The Enlarged Board submitted that a diagnostic method comprises a number of steps that are constitutive for making a diagnosis. In its view, these steps are followed by a deductive medical or veterinary decision phase in which the actual diagnosis is reached. Since the latter phase is a purely intellectual exercise, the Enlarged Board decided that at least some of the preceding steps must be of a technical nature in order for the method as a whole to have technical character (and so be potentially patentable).
Following on from this, the Enlarged Board decided that, in order for a diagnostic method to be excluded from patentability, all of the method steps of a technical nature that are constitutive for subsequently reaching the diagnosis must be performed on the human or animal body. Thus, diagnostic methods in which at least one of the essential technical steps is performed away from the human or animal body are patentable.
The Enlarged Board confirmed that the type and intensity of interaction with the human or animal body does not matter, nor does the exclusion depend on the participation of a medical or veterinary practitioner or on the person or device that performs the method. All that is required for a diagnostic method to be excluded from patentability is for each and every one of the technical steps necessary for making a diagnosis to be practised on the body.
In adopting this narrow interpretation of the exclusion in Article 52(4) EPC, the Enlarged Board has followed T 385/86. The restrictive manner in which the Enlarged Board has construed the exclusion clause should encourage inventors in the field of diagnostic technology to file patent applications in Europe, as the decision clarifies that new methods consisting exclusively of the collection of clinical data from a patient or consisting of data processing will not be considered by the European Patent Office to be ‘diagnostic methods’. Rather, they will be considered as methods of data acquisition or processing, which are not excluded by Article 52(4) EPC. Applications can also be filed for multi-step diagnostic methods in which a sample is taken from a patient and treated or analysed in vitro before a subsequent diagnosis is made.

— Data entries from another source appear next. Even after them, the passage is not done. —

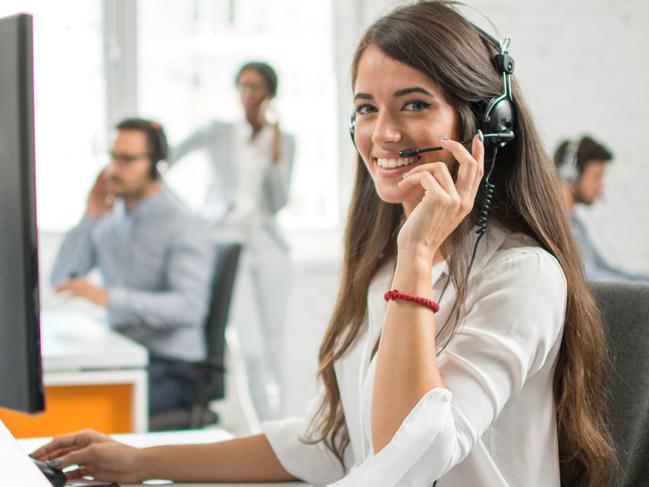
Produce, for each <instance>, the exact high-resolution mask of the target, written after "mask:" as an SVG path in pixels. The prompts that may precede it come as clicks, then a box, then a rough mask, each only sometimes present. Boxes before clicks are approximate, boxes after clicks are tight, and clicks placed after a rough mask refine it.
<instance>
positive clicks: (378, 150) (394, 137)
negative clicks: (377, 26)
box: [354, 46, 459, 210]
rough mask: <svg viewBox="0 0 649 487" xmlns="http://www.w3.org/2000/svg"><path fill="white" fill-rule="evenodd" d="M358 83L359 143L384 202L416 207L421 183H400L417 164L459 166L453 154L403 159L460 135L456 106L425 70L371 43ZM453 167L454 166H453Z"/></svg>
mask: <svg viewBox="0 0 649 487" xmlns="http://www.w3.org/2000/svg"><path fill="white" fill-rule="evenodd" d="M357 70H358V72H357V76H356V83H355V87H354V88H355V89H354V92H355V95H354V102H355V106H356V108H355V111H356V117H357V118H356V131H355V134H356V145H357V148H358V151H359V153H360V155H361V156H362V158H363V161H364V162H365V165H366V167H367V169H368V170H369V172H370V174H371V175H372V179H373V181H374V184H375V186H376V191H377V193H378V195H379V196H380V198H381V199H382V200H383V201H386V202H388V203H402V202H404V203H405V204H406V205H408V207H409V209H410V210H412V209H413V208H414V207H415V206H416V205H417V203H418V202H419V200H421V187H419V188H418V187H416V186H405V185H400V183H401V179H402V178H401V177H402V176H403V175H404V174H405V173H406V172H408V171H410V170H412V169H413V168H415V167H417V166H419V165H422V164H426V163H431V162H437V161H442V162H445V163H446V164H448V165H450V166H454V164H455V163H454V160H453V157H452V155H451V153H450V152H448V151H443V152H442V153H433V154H426V155H417V156H415V157H408V158H402V157H400V156H399V151H400V150H402V149H405V148H408V147H427V146H433V145H439V144H440V143H441V140H442V139H441V137H450V138H452V139H457V138H458V136H459V133H458V127H457V126H456V125H457V123H456V116H455V110H454V109H453V107H452V106H451V105H450V104H449V103H448V102H446V101H445V100H444V96H443V94H442V92H441V90H440V89H439V88H438V87H437V86H436V85H435V83H434V82H433V80H432V79H430V78H429V77H428V76H426V75H425V74H424V73H422V72H421V71H418V70H416V69H415V68H412V67H410V66H407V65H404V64H403V63H401V62H399V61H397V60H395V59H393V58H390V57H389V56H387V55H386V54H384V53H383V51H381V50H380V49H379V48H378V47H376V46H370V47H368V48H367V50H366V51H365V53H364V55H363V56H362V58H361V60H360V62H359V64H358V68H357ZM451 169H453V167H451Z"/></svg>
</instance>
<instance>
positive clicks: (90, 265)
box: [50, 216, 97, 286]
mask: <svg viewBox="0 0 649 487" xmlns="http://www.w3.org/2000/svg"><path fill="white" fill-rule="evenodd" d="M95 222H96V220H94V219H92V218H89V217H87V216H84V217H83V218H82V219H81V221H80V222H79V224H78V225H77V226H76V227H74V228H73V229H72V230H70V231H69V232H68V233H67V234H66V235H65V238H64V239H63V243H62V244H61V247H60V248H59V251H58V253H57V255H56V258H55V259H54V264H53V266H52V272H51V275H50V283H51V284H52V286H56V285H57V284H60V283H61V282H63V281H66V280H68V279H70V278H71V277H74V276H83V275H85V274H87V273H88V272H90V271H91V270H92V269H93V268H94V267H95V266H96V265H97V255H96V250H95V247H94V245H93V241H92V229H93V227H94V224H95Z"/></svg>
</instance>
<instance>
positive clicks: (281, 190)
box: [264, 133, 295, 214]
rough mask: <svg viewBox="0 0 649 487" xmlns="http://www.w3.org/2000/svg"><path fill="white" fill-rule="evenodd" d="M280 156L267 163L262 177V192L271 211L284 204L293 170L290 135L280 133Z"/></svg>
mask: <svg viewBox="0 0 649 487" xmlns="http://www.w3.org/2000/svg"><path fill="white" fill-rule="evenodd" d="M281 138H282V156H281V158H280V160H279V161H277V162H276V163H271V164H269V166H268V168H267V172H266V175H265V179H264V193H265V195H266V200H267V202H268V205H269V209H270V211H271V213H273V214H274V213H277V212H278V211H279V210H281V209H282V208H284V206H286V202H287V201H288V193H289V189H290V185H291V174H292V172H293V158H294V157H293V156H294V154H295V141H294V139H293V137H292V136H291V135H288V134H284V133H283V134H281Z"/></svg>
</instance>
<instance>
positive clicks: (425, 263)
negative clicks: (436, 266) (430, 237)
mask: <svg viewBox="0 0 649 487" xmlns="http://www.w3.org/2000/svg"><path fill="white" fill-rule="evenodd" d="M437 253H438V251H437V249H431V248H429V247H428V246H425V245H421V244H413V245H399V248H398V249H397V267H400V266H401V267H409V268H411V270H413V271H415V272H417V271H421V272H426V271H430V268H431V267H432V266H433V262H434V260H435V255H437Z"/></svg>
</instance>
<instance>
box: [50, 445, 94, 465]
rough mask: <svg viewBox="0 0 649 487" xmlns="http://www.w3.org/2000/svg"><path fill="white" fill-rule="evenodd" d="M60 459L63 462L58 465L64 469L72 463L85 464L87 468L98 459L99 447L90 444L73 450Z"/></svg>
mask: <svg viewBox="0 0 649 487" xmlns="http://www.w3.org/2000/svg"><path fill="white" fill-rule="evenodd" d="M60 460H61V464H60V466H59V467H58V468H60V469H64V468H66V467H69V466H70V465H83V466H85V467H86V468H87V467H88V464H92V463H94V462H96V461H97V448H96V446H95V445H89V446H86V447H85V448H80V449H78V450H73V451H71V452H70V453H67V454H65V455H63V456H62V457H61V458H60Z"/></svg>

However, applicants should take care when choosing the language of the claims for their patent applications, as any attempts to circumvent the patent exemption
of Article 52(4) EPC by not reciting an essential method step practised on the body will be met with an objection on the ground that the claim is unclear. We can, of course, provide advice to our clients in this field, to ensure that suitably worded applications are filed at the European Patent Office.
Thus, a change in European Patent Office practice is now expected. Examination will also be resumed for any application that was subjected to suspension of proceedings whilst the Enlarged Board reached its conclusion. Practice at the UK Patent Office could be affected now too, as a similar restriction on diagnostic methods is applied under UK law.